Magdeburg l Florian Wellbrock gibt sich im Vorfeld der deutschen Meisterschaften bescheiden. „Ich werde über 200, 400 und 1500 Meter an den Start gehen, und ich nehme jeden Wettkampf ernst. Mal sehen, ob es dann zu einem WM-Ticket reicht“, sagte er. Aber der Ehrgeiz des Freistil-Spezialisten vom SC Magdeburg ist natürlich groß genug, um zumindest eine Fahrkarte für die Weltmeisterschaften vom 15. bis 30. Juli in Budapest zu lösen. Jene Fahrkarte nämlich über die 1500 Meter. Auf dieser Strecke ist er Deutschlands Führender in diesem Jahr mit 15:02,91 Minuten.
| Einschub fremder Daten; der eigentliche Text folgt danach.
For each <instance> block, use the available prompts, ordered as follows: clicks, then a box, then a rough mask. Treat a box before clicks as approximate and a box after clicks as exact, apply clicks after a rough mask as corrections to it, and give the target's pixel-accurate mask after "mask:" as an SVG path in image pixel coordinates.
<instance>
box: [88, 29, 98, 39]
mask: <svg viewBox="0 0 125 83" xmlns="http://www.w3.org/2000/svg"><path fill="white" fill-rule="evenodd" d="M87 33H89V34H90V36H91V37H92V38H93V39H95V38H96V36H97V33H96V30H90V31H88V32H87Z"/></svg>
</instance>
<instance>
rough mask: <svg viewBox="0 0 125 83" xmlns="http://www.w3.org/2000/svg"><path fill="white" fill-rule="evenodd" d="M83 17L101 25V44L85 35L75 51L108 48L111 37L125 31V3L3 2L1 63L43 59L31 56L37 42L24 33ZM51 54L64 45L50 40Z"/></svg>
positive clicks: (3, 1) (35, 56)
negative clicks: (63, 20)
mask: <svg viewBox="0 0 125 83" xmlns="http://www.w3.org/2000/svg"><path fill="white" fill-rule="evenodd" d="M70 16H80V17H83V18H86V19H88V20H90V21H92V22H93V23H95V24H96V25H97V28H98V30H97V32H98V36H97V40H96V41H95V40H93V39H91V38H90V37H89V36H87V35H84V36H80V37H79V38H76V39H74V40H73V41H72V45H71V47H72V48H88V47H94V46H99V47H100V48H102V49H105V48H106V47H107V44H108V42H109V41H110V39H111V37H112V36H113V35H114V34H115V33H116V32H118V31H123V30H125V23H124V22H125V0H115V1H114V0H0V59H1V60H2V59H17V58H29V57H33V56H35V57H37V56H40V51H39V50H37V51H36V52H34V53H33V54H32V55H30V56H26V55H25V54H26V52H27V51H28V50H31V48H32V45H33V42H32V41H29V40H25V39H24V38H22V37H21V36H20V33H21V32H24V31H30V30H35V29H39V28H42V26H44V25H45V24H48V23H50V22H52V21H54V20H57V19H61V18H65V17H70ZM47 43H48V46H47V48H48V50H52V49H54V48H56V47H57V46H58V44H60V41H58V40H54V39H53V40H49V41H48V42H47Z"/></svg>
Damit war er bereits fast zehn Sekunden schneller als die U-23-Norm, die Wellbrock im Europa-Sportpark anbieten und mit der er zudem Erster und Zweiter werden muss. Seine einzige Chance auf Budapest ist das allerdings nicht.

Sein Trainer Bernd Berkhahn weiß: „Mit ein bisschen Glück kann sich Florian über 400 Meter seinen zweiten Einzelstart bei der WM sichern.“ Auf dieser Strecke ist er in diesem Jahr nicht nur Bestzeit geschwommen, sondern hat die magische Grenze von 3:50 Minuten gleich um 1,62 Sekunden unterboten. Damit ist er der WM-Norm (3:48,15), die er im Vorlauf am Donnerstag schwimmen muss, verdächtig nah gekommen.

Gewappnet für das Finish

Das ist wiederum ein Zeugnis dafür, dass „Florian noch kompakter ausgestattet ist als im vergangenen Jahr“, erklärte Berkhahn. Sie haben an seiner Grundgeschwindigkeit gearbeitet. „Die Trainingsergebnisse sind so, wie wir es geplant haben“, so Wellbrock. „Ich sollte also für das Finish gewappnet sein“, fügte er lächelnd an.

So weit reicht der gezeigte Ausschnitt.